Teresa entregó la llave del laboratorio a Francisco y le dejó pasar dentro. Apenas había espacio para una persona, así que el cerrajero le ordenó que se quedara fuera, vigilando. Cuando sus ojos se acostumbraron a la penumbra y fue capaz de reconocer todos los delicados enseres que María acumulaba allí con tanto mimo, exactamente como ella los había dejado, le invadió una terrible nostalgia. Se acordó de las emocionadas escenas vividas con ella en aquel recóndito y mágico lugar. Permanecía todavía en el aire un intenso aroma a destilación de lavanda, el mismo exquisito olor que siempre desprendía ella. Estaba a punto de derrumbarse en su tristeza, pero sacó fuerzas para recordar cuál era allí su objetivo. Con energía, empezó a buscar y rebuscar en los estantes, cajones y otros posibles escondites, el libro manuscrito y cualquier anotación o documento, relativos a la fórmula del hierro que la condesa hubiera podido dejar escritas para después transmitir a Francisco. Quizás al tener el ejemplar original en sus manos, había sido capaz de desvelar la fórmula al completo. Se desesperó buscando, pero no halló nada. Teresa le aseguró que tampoco ella había encontrado el libro en el gabinete donde la condesa había fallecido.
—Maldigo a ese desgraciado asesino, que ha sido capaz de matar por robar nuevamente el manuscrito —dijo con furia Francisco, descargando con fuerza el puño sobre la mesita del laboratorio, sentada a la cual la condesa había pasado tantas horas de estudio.

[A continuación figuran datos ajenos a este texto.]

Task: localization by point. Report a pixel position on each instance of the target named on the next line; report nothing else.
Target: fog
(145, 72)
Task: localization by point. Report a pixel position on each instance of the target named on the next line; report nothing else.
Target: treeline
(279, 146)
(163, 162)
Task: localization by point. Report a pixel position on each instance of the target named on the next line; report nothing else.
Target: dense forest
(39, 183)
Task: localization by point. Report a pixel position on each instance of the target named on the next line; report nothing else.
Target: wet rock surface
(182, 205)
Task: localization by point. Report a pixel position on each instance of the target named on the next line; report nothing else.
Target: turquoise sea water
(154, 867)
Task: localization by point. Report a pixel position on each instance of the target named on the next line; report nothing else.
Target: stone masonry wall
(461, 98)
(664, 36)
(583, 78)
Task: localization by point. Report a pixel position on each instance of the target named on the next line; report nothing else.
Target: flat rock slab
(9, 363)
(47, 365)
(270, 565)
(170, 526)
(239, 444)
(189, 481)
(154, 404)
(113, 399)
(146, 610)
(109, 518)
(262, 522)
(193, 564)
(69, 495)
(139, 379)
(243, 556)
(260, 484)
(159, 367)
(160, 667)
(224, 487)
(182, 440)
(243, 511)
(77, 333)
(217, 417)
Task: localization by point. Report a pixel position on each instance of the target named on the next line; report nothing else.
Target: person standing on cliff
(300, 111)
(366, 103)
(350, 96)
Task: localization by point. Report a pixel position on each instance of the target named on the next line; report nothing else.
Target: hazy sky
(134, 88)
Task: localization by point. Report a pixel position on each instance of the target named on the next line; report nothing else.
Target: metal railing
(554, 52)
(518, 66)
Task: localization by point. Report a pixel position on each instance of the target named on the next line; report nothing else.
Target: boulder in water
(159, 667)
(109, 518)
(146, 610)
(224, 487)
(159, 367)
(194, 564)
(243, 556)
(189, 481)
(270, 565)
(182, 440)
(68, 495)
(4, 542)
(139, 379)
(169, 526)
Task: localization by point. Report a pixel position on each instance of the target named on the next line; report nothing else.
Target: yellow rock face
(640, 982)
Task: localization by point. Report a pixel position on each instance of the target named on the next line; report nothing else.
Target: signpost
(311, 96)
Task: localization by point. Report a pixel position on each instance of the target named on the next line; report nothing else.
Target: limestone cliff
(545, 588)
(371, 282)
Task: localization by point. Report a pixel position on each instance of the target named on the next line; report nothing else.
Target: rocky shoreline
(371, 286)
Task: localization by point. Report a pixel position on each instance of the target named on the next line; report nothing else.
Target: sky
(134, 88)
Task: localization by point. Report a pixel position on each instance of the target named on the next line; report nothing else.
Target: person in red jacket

La doncella permanecía en el umbral de la puerta del pequeño cuartito secreto, compungida y desolada por haber sido, sin saberlo, cómplice necesaria de la muerte de su señora. Con los ojos inundados otra vez de lágrimas, se acordó entonces de un detalle:
—Toma. Creo que esto te pertenece —dijo, sacando de un bolsillo de su enorme delantal envolvente, la llave de maestría que Francisco le había regalado a la condesa—. La llevaba siempre oculta bajo el corpiño, atada con una cinta de raso. Yo se la quité cuando la vi muerta, para que ni el médico ni el conde la descubrieran…
El cerrajero la tomó con emoción entre sus manos. La llave parecía bruñida y lustrosa del roce sobre el metal que había procurado la tela de los vestidos de la condesa. Había sido el preciado objeto protagonista de su unión ante el altar mayor de El Escorial, cuando se ataron las manos. Mientras la guardaba él mismo en su chaquetilla, se percató de que sólo el frío deseo de venganza era capaz de mitigar su dolor. Decidió pues actuar en consecuencia y pensar en la batalla definitiva que iba a presentar a sus dos principales enemigos.